Laddove punto di forza della prima stagione era l’ampio ventaglio di personaggi ognuno dei quali perfettamente caratterizzato da un ben curato sviluppo psicologico, la nuova stagione conferma l’interesse di Walley-Beckett nel presentare tipi credibili che si muovono tra archi narrativi pregnanti e mai banali. Così, se a prima vista potremmo essere indotti a pensare che i due pensionanti introdotti negli ultimi fotogrammi della stagione precedente si caratterizzino adesso come villain definitivi e quindi impegnare gran parte del tempo scenico, saremo però subito invitati a ricrederci assistendo al perfetto compimento del loro arco per lasciare poi spazio a dinamiche ben più rilevanti.

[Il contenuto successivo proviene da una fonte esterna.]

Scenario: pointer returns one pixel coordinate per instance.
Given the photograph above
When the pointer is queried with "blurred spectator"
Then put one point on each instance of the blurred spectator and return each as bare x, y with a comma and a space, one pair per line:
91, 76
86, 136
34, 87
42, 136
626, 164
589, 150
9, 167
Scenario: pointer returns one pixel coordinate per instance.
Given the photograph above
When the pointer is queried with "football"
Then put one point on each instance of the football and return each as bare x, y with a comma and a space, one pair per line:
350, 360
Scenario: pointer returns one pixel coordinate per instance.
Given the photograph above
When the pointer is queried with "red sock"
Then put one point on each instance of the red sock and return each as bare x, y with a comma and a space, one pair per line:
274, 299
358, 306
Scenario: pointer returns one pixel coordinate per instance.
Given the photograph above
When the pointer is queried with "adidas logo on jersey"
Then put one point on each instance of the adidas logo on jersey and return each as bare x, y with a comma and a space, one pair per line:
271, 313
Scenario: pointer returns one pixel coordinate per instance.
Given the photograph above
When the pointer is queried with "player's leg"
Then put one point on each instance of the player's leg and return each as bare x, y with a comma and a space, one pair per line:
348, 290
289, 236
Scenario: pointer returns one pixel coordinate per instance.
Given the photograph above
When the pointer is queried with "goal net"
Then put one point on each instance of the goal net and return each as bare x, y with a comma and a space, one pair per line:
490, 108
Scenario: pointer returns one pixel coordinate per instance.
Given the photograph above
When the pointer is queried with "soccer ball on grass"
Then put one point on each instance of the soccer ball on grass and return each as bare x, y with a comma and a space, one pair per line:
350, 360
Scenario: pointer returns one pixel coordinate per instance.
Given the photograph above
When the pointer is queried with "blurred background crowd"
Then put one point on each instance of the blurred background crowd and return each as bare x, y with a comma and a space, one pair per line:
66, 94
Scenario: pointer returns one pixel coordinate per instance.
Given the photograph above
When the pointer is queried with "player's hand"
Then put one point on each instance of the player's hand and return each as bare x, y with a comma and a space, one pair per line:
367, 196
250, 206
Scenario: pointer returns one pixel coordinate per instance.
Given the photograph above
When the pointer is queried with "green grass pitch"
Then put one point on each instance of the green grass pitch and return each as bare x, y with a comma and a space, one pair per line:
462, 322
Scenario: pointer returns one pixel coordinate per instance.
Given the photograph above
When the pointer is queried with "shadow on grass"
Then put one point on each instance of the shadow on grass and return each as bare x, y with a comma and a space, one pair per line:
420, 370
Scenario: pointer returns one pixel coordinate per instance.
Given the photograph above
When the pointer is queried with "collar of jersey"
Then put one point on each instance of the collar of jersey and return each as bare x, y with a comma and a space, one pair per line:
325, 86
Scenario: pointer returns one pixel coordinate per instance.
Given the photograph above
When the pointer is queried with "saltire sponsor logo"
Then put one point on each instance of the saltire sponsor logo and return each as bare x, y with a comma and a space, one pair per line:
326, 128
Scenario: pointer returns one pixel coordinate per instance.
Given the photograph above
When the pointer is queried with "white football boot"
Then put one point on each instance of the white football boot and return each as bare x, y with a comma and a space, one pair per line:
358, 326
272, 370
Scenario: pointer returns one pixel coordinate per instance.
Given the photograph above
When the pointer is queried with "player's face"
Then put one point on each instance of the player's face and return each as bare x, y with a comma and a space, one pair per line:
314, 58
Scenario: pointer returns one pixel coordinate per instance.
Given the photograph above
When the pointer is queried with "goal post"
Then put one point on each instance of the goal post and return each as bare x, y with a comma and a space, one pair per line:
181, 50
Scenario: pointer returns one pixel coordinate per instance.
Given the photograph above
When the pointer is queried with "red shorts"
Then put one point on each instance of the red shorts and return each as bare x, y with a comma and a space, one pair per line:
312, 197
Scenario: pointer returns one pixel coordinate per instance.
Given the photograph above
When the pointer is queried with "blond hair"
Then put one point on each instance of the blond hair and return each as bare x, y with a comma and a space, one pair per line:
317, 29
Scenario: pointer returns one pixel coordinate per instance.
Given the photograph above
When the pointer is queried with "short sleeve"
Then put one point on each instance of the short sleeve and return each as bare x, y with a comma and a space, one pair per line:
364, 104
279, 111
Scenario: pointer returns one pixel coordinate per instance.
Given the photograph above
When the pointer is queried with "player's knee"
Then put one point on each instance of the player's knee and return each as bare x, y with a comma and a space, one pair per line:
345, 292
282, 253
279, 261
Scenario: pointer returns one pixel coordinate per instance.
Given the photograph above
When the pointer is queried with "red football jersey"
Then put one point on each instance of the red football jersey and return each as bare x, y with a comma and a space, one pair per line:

Decisamente non scevra di un occhio registico coerente e talvolta sofisticato, Chiamatemi Anna conquista ancora una volta per l’attualità dei temi trattati, specie quando questi sono collocati nei confini di una storia che prende le mosse e si sviluppa nei primi decenni del secolo scorso. “You are ahead by a century” cantano i Tragically Hip nella sigla di apertura e non è difficile pensare che il verso si riferisca alla giovane protagonista così progressista nei suoi ideali e atteggiamenti. Piena di meraviglia per ogni spettacolo che la natura le offra, affronta con la stessa purezza le novità che le si presentano nella vita. Talvolta inopportuna, spesso indisponente, ma sempre con un cuore grandissimo, Anna non vede alcuna differenza se il colore della tua pelle è diverso dal suo o se l’amore della tua vita è una persona del tuo stesso sesso. Il suo è un atteggiamento così aperto e genuino che, volenti o nolenti, si finisce per vedere spazzato via ogni mero pregiudizio o ristrettezza mentale dettata dalle circostanze storiche. E come Anna anche altri personaggi condividono i suoi stessi principi e si battono per vedere riconosciuti gli stessi diritti.

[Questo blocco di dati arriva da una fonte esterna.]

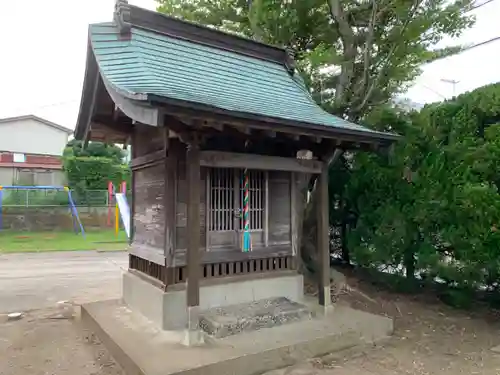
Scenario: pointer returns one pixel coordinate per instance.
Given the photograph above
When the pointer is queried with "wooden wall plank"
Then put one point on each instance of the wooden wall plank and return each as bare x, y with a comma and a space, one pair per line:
323, 239
193, 224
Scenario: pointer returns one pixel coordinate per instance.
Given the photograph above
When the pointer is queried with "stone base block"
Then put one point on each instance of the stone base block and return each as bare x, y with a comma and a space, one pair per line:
168, 309
221, 322
142, 348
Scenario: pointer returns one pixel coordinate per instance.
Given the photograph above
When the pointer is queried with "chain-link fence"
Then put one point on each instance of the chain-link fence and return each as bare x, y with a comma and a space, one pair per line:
49, 197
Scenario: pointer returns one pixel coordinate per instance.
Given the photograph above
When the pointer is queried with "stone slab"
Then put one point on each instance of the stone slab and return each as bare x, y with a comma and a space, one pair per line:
221, 322
168, 309
141, 347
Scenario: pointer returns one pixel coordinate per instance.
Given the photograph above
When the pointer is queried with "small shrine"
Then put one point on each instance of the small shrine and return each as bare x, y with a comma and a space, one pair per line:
225, 138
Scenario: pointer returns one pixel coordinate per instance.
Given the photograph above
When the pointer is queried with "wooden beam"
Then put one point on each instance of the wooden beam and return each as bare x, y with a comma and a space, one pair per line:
218, 159
293, 213
147, 160
323, 238
193, 224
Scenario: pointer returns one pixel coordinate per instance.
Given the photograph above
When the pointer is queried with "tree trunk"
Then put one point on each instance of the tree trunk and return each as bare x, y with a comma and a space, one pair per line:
346, 259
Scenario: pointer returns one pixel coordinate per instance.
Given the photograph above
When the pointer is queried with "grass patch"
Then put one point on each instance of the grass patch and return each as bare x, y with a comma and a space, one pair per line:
19, 242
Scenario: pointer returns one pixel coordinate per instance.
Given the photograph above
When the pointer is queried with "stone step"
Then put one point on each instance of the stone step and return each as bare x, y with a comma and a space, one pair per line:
220, 322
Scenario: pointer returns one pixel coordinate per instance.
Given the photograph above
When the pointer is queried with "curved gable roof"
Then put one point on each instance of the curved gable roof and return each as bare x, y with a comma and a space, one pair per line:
152, 58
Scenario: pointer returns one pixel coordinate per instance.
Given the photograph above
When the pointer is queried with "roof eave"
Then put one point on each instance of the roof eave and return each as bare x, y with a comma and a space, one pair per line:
87, 101
197, 108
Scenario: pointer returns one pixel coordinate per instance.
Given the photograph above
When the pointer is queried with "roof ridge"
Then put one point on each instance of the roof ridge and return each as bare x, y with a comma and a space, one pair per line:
36, 118
127, 16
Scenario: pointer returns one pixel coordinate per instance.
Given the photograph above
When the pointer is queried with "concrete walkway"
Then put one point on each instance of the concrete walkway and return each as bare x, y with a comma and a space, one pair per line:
32, 281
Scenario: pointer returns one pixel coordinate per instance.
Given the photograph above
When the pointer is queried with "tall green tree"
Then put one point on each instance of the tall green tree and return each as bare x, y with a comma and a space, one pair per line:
93, 166
354, 55
435, 208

Benché tentati di fare di Avonlea un paradiso utopico in cui tutto si muove sotto la calda luce della tolleranza, Walley-Beckett interviene a ricordarci che un luogo del genere non può esistere neppure nella finzione letteraria e, in questo caso, televisiva. Ma finché nel mondo ci saranno delle Anna, o dei fratelli Cuthbert, o dei Gilbert così disposti a combattere le ingiustizie e a cercare di raddrizzare le storture morali di una società dalle vedute ristrette, come spettatori sapremo di non essere soli e che, forse, basta davvero fare anche un piccolo gesto nel nostro quotidiano per vedere, un giorno, un cambiamento più grande.